Treasurer says IRS snafu was just an accident
Wichita County Treasurer Stephen Jones told county commissioners Monday he thinks recent troubles with the Internal Revenue Service happened during a transition between office holders.
As a result, the county must pay substantial penalties to the IRS because payroll taxes weren’t paid on time.
“It’s fairly often that people make mistakes. Nobody had any malicious intent,” Jones said. “It was just an accident that happened that we’re trying to fix."
He was referring to the transition that occurred when former Treasurer Bob Hampton retired and Jones took office on Jan. 1.
He said that for several pay periods after he took office there was a misunderstanding about the due date for those taxes. The county didn't find out about the errors until April.

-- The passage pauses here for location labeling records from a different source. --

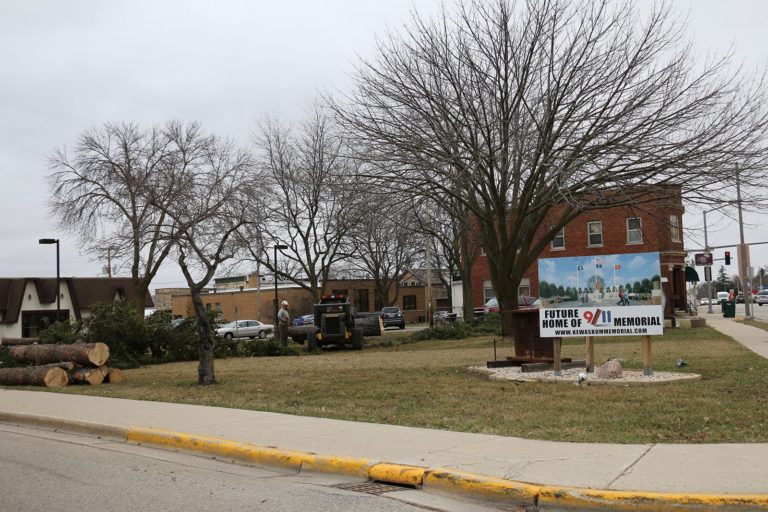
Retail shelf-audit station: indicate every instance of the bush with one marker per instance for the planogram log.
(60, 332)
(169, 342)
(264, 348)
(119, 326)
(458, 330)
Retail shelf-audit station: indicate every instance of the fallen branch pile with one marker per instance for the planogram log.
(59, 365)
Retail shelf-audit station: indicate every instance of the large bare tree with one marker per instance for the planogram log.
(213, 200)
(311, 196)
(529, 114)
(383, 244)
(97, 193)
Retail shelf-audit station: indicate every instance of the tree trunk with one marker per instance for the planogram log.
(84, 354)
(92, 376)
(63, 365)
(19, 341)
(48, 376)
(205, 341)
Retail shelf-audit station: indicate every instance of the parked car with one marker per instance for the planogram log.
(304, 320)
(245, 329)
(761, 297)
(392, 317)
(523, 302)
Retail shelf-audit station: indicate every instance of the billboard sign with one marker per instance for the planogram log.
(605, 295)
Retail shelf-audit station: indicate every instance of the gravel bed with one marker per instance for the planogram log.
(571, 376)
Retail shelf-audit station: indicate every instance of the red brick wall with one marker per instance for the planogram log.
(656, 238)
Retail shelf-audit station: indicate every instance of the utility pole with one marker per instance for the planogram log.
(743, 254)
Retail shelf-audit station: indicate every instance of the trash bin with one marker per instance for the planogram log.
(528, 342)
(729, 309)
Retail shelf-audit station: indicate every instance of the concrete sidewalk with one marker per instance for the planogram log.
(734, 475)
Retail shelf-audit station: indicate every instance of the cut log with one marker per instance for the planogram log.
(372, 325)
(48, 376)
(84, 354)
(68, 366)
(92, 376)
(114, 376)
(19, 341)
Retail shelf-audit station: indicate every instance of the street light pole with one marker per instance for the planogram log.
(48, 241)
(274, 262)
(706, 249)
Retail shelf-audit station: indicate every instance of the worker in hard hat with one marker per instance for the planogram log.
(283, 321)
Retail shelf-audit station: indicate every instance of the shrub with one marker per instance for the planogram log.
(119, 326)
(264, 348)
(60, 332)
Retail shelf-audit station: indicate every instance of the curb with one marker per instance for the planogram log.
(430, 479)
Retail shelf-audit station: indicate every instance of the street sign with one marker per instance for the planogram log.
(703, 258)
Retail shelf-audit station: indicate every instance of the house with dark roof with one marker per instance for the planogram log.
(29, 304)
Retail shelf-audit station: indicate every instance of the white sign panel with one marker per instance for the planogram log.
(601, 321)
(601, 295)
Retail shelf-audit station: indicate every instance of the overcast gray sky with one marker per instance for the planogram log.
(66, 66)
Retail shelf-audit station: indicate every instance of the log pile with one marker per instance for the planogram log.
(59, 365)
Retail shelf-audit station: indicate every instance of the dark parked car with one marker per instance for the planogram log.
(304, 320)
(392, 317)
(523, 302)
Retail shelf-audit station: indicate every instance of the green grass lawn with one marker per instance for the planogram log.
(427, 384)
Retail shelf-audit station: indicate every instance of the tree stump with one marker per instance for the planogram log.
(48, 376)
(84, 354)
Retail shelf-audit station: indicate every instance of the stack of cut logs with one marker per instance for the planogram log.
(57, 365)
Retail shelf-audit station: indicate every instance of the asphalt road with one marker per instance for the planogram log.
(49, 471)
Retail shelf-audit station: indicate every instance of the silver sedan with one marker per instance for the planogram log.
(245, 329)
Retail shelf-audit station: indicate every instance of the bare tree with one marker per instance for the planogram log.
(97, 194)
(383, 244)
(529, 115)
(311, 199)
(455, 246)
(213, 200)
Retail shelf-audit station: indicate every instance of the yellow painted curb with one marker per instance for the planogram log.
(217, 446)
(80, 427)
(250, 453)
(449, 480)
(438, 479)
(397, 474)
(581, 499)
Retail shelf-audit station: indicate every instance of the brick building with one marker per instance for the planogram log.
(249, 298)
(654, 227)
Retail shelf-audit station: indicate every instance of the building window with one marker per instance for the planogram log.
(674, 227)
(35, 322)
(558, 243)
(525, 287)
(362, 300)
(634, 231)
(488, 292)
(595, 232)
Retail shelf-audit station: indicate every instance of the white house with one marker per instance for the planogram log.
(28, 304)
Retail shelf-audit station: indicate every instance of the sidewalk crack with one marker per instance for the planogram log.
(628, 469)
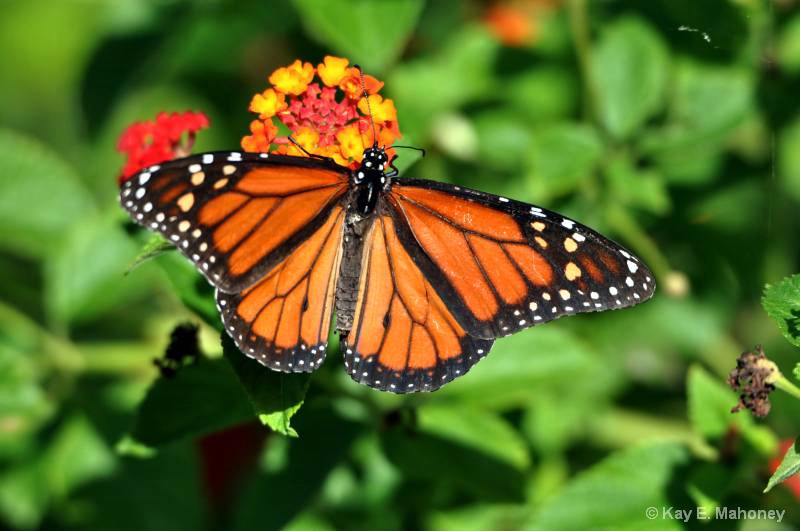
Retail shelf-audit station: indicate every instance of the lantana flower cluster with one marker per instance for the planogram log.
(169, 136)
(324, 111)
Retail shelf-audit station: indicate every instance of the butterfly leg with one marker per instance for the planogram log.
(312, 155)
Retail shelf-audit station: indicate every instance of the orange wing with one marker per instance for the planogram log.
(283, 320)
(404, 338)
(235, 215)
(502, 265)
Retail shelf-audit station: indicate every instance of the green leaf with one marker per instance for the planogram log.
(199, 399)
(155, 246)
(86, 275)
(77, 456)
(562, 157)
(789, 158)
(544, 93)
(460, 72)
(788, 49)
(790, 465)
(630, 69)
(275, 396)
(637, 187)
(191, 287)
(710, 403)
(781, 301)
(615, 493)
(41, 196)
(474, 428)
(523, 365)
(372, 33)
(708, 105)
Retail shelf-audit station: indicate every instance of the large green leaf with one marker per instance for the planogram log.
(615, 493)
(781, 301)
(562, 157)
(475, 428)
(86, 274)
(41, 196)
(199, 399)
(275, 396)
(369, 32)
(630, 69)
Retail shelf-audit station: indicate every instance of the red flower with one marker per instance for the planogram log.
(330, 118)
(152, 142)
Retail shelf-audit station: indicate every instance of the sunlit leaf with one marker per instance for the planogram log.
(790, 465)
(199, 399)
(155, 246)
(615, 493)
(41, 196)
(630, 68)
(275, 396)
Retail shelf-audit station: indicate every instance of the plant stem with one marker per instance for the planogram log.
(783, 383)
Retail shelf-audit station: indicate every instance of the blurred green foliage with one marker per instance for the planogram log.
(672, 126)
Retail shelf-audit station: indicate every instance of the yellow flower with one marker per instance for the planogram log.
(350, 143)
(382, 109)
(292, 79)
(268, 104)
(332, 70)
(307, 137)
(351, 84)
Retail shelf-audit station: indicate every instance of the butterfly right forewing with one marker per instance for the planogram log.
(235, 215)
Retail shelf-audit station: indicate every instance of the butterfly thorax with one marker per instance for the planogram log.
(370, 179)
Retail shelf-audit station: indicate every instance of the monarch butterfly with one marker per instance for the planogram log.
(423, 275)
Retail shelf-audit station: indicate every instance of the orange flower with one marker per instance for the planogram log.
(350, 142)
(351, 84)
(332, 70)
(293, 79)
(511, 24)
(263, 133)
(329, 118)
(268, 103)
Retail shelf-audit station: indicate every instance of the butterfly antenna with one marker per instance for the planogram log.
(369, 108)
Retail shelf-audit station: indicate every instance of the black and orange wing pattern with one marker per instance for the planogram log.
(502, 265)
(284, 319)
(266, 230)
(235, 215)
(404, 337)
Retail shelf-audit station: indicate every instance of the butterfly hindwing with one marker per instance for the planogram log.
(504, 265)
(404, 337)
(283, 320)
(235, 215)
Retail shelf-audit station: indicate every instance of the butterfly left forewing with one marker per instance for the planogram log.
(503, 266)
(403, 337)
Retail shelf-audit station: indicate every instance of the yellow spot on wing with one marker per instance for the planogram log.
(572, 271)
(186, 201)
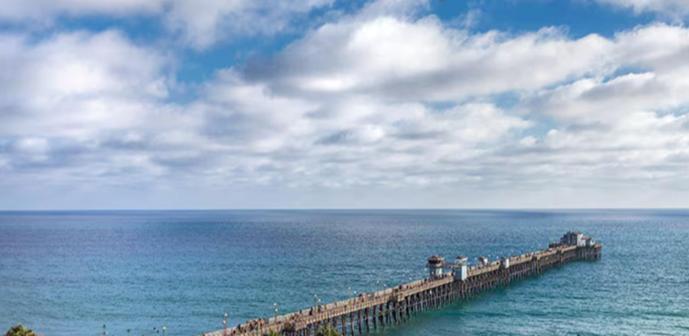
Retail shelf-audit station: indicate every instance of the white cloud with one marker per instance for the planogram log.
(670, 8)
(424, 60)
(384, 100)
(200, 23)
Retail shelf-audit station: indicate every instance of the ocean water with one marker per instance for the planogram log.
(69, 273)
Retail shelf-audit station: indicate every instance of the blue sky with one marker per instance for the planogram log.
(329, 104)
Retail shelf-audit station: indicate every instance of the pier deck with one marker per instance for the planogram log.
(374, 310)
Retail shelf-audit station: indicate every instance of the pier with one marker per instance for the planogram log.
(446, 282)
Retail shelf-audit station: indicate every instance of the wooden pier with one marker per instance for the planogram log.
(447, 282)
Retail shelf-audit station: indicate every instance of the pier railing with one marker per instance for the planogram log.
(394, 305)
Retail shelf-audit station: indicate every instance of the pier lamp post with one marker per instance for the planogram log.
(224, 324)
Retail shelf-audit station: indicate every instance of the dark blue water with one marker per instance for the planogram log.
(68, 273)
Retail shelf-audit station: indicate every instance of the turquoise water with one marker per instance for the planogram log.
(68, 273)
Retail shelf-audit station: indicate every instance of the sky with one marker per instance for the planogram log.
(204, 104)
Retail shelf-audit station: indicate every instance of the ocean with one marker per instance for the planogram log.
(72, 272)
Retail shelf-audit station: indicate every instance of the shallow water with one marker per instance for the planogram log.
(68, 273)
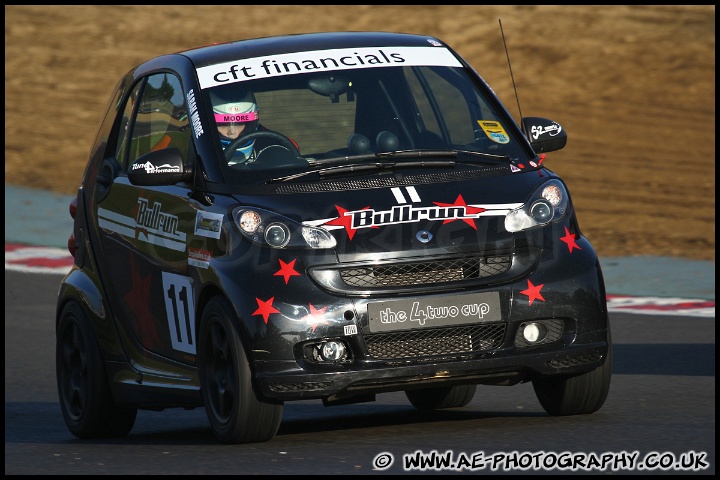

Wichita County pays the IRS about $250,000 per payroll cycle.
Jones said the county has not received a final figure on what the it owes, but commissioners earlier set aside up to $50,000.
Jones said his office is working with the IRS to get some remediation.
“I’m hopeful we’re going to be able to resolve this and get that payment back," he said.
Commissioners were caught off guard at a meeting on July 17 when they learned the county had amassed the penalties.
"We don’t want this to happen again," Commissioner Mark Beauchamp said Monday. "I think each one of us on this court has taken angry calls from our constituents asking, 'what are you going to do to ensure this doesn’t happen again?'"
Jones said his office is taking steps to ensure the commissioners' court stays updated.
The matter
was initially placed on that meeting’s consent agenda, which is normally passed without much discussion, but Johnson moved it into the regular agenda where it sparked heated discussion. Commissioners had learned on short notice the county owned up to $50,000 to the IRS for taxes that had not been paid on time since Dec., 2022 – even though the Auditor’s Office became aware of the problem in April.
Corey Liner, the county's chief deputy auditor, said the mistake was due to a misunderstanding of what date the taxes were due to be paid. He said the Wichita County Auditor’s Office got an invoice from the IRS in April saying the county incurred a late penalty for the last payroll period of 2022, and then he discovered the county paid its taxes late throughout the first half of 2023.
Liner said the county asked for an abatement on the penalty but was turned down because of an earlier past due payment.
His boss, Chief Auditor Cheryll Jones, placed blame for the oversight on the Wichita County Treasurer’s Office, which she said is responsible for making the payments rather than her own office. She said former Treasurer Bob Hampton left no instructions on making the payments.
At the earlier meeting both Liner and Stephen Jones took responsibility for the blunder and apologized to commissioners.